Une situation qu’explique à sa manière Angélique, une Gabonaise de 44 ans, fonctionnaire et cliente de Philomène. « Les Gabonais ne supporteraient pas de travailler dans de telles conditions. Nous voulons travailler dans un bureau et gagner au moins 100 000 (environ 150 euros) F CFA par mois et non nous exposer ainsi dans la rue pour gagner 1 000 (environ 1,5 euro), 3 000 francs ». Car les tarifs de Philomène sont plus qu’abordables. Avec 500 F CFA – le prix d’une pose de vernis simple sur les mains ou les pieds, vous pouvez vous faire belle. Philomène travaille, en effet, avec le strict minimum qu’elle se procure au marché. Dissolvant, vernis, faux ongles, ciseaux, coupe-ongles, limes, alcool, savon (ici une marque de savon de lessive), eau de javel et eau froide constituent l’attirail de l’Equato-Guinéenne. Et ses clients ne s’inquiètent nullement des conditions d’hygiène.

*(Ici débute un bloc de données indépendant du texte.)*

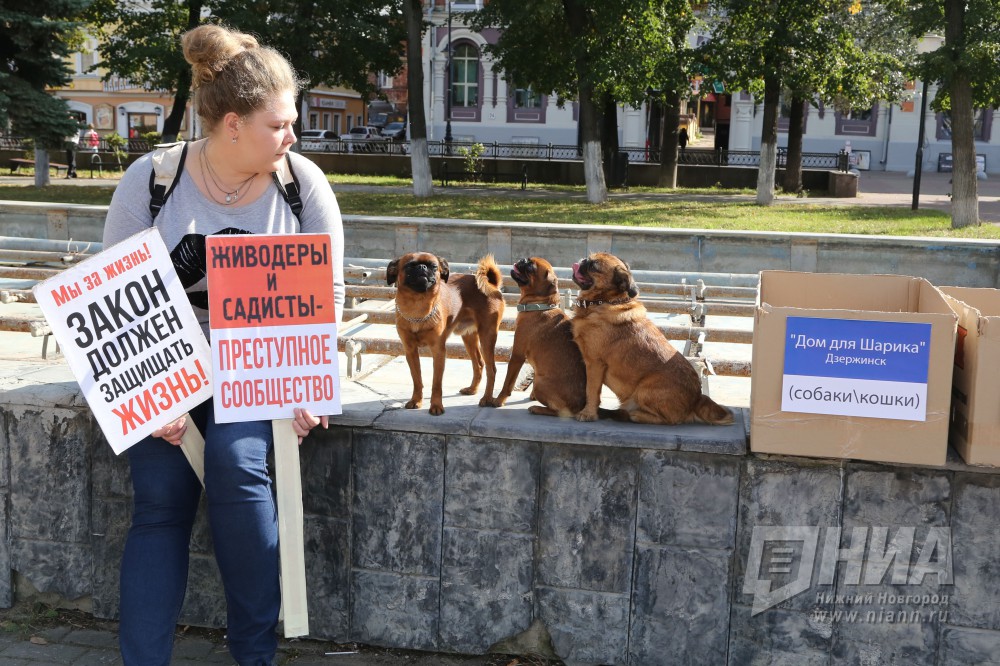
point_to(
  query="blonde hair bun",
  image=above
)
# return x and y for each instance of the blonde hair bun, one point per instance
(209, 48)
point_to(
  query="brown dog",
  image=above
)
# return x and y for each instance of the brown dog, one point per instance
(625, 350)
(544, 338)
(431, 305)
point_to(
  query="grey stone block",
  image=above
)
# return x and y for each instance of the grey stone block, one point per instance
(201, 531)
(204, 601)
(111, 520)
(6, 582)
(328, 549)
(398, 503)
(53, 653)
(491, 484)
(885, 642)
(110, 473)
(976, 550)
(459, 413)
(680, 606)
(586, 627)
(687, 500)
(902, 496)
(361, 407)
(49, 474)
(960, 645)
(325, 459)
(394, 610)
(782, 494)
(779, 637)
(882, 615)
(486, 588)
(60, 568)
(587, 518)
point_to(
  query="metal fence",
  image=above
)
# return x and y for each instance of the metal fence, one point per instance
(524, 151)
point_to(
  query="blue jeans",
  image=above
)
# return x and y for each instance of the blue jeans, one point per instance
(243, 518)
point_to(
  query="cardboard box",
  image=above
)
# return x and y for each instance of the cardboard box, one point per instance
(851, 366)
(975, 400)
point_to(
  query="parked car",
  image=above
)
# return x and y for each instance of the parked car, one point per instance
(394, 131)
(318, 140)
(363, 138)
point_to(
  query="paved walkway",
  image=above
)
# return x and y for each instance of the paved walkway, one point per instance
(74, 640)
(95, 642)
(876, 188)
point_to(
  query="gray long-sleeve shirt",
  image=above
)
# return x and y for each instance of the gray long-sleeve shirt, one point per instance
(189, 215)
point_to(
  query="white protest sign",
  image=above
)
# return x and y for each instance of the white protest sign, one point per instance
(274, 328)
(130, 337)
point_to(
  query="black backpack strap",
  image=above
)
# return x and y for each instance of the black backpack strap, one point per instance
(168, 163)
(288, 185)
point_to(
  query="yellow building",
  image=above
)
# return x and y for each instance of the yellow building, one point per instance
(121, 106)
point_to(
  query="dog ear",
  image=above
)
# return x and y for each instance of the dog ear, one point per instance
(392, 272)
(623, 282)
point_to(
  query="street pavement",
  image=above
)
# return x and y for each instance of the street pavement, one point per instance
(875, 188)
(67, 642)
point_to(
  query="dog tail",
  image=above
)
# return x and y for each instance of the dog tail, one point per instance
(488, 276)
(708, 411)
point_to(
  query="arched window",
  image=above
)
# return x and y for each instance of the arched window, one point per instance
(465, 76)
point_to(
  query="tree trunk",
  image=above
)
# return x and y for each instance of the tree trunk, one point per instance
(768, 142)
(609, 133)
(793, 163)
(590, 134)
(172, 123)
(420, 161)
(41, 167)
(964, 188)
(667, 176)
(590, 116)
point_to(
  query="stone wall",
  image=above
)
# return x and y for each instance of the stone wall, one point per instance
(605, 543)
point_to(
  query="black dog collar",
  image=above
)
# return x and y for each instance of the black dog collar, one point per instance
(536, 307)
(589, 304)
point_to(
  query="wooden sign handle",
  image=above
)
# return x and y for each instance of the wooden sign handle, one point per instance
(291, 542)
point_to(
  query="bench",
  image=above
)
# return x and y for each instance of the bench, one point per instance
(16, 163)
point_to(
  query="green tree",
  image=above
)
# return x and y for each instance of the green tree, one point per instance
(420, 161)
(860, 58)
(597, 53)
(141, 42)
(332, 42)
(759, 46)
(35, 40)
(966, 67)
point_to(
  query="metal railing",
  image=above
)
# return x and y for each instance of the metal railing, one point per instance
(521, 151)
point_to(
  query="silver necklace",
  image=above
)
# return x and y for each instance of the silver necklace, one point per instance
(231, 197)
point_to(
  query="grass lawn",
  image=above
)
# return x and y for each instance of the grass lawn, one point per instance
(687, 208)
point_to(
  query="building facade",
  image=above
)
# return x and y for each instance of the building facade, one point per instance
(123, 107)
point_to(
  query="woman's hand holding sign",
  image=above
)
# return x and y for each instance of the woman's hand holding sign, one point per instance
(304, 421)
(173, 431)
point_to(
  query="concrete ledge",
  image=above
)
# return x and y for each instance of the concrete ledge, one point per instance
(842, 184)
(943, 261)
(619, 543)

« Nous n’avons pas peur [des conditions d’hygiène], elle stérilise son matériel avec l’eau de javel et l’alcool. Sinon nous apportons notre nécessaire et nous l’utilisons ici », affirme Angélique. La satisfaction est aussi pécuniaire. « Les salons coûtent chers, entre 3 et 6 000 francs pour une manucure et/ou une pédicure, poursuit-elle. Les produits y sont néanmoins plus sophistiqués. Je viens ici une fois par semaine pour la pose du vernis. L’ongle coûte 100 F CFA. Pour les pieds, quand elle gratte (ponce, ndlr) ou qu’il y a un soin (fourni par la cliente, ndlr) à faire (mains ou pieds, ndlr), ça fait 1 000 F». Dame Mibouie compte dans sa clientèle, aussi bien des hommes que des femmes et surtout des clients fidèles, comme Angélique, qui l’apprécient beaucoup.

Pilier économique

Auparavant lavandière, Philomène Mibouie s’est reconvertie à la manucure pour faire vivre sa famille : un mari au chômage et deux enfants à charge. Elle a démarré son affaire avec environ 25 000 F CFA. Sa journée débute à 10h et s’achève entre 18 et 20h. Tout dépend du nombre de clients. Un soin dure entre 15 et 30 minutes et Philomène réalise une recette journalière qui oscille entre trois et quatre mille francs CFA. « Ça marche un peu ! Ça dépend des jours, c’est surtout les Week-end et à la fin du mois que ça marche le plus », commente Philomène. Cette dernière, pour son coin de rue, s’acquitte d’un loyer mensuel de 5 000 F CFA auprès du propriétaire de la parcelle qu’elle occupe.

Aurait-elle aimé suivre une formation ? Oui, mais trop cher ! Et Angélique de rétorquer : « c’est plutôt des gens comme Philomène que l’Etat devrait aider au lieu de donner l’argent aux patrons. Il est évident que l’on ne peut travailler éternellement dans de telles conditions – au bord de la rue, assaillie par la poussière – mais ce sont les moyens qui lui manquent ». Dans un avenir très proche, Philomène espère pouvoir se construire une petite maison et exercer tranquillement à domicile.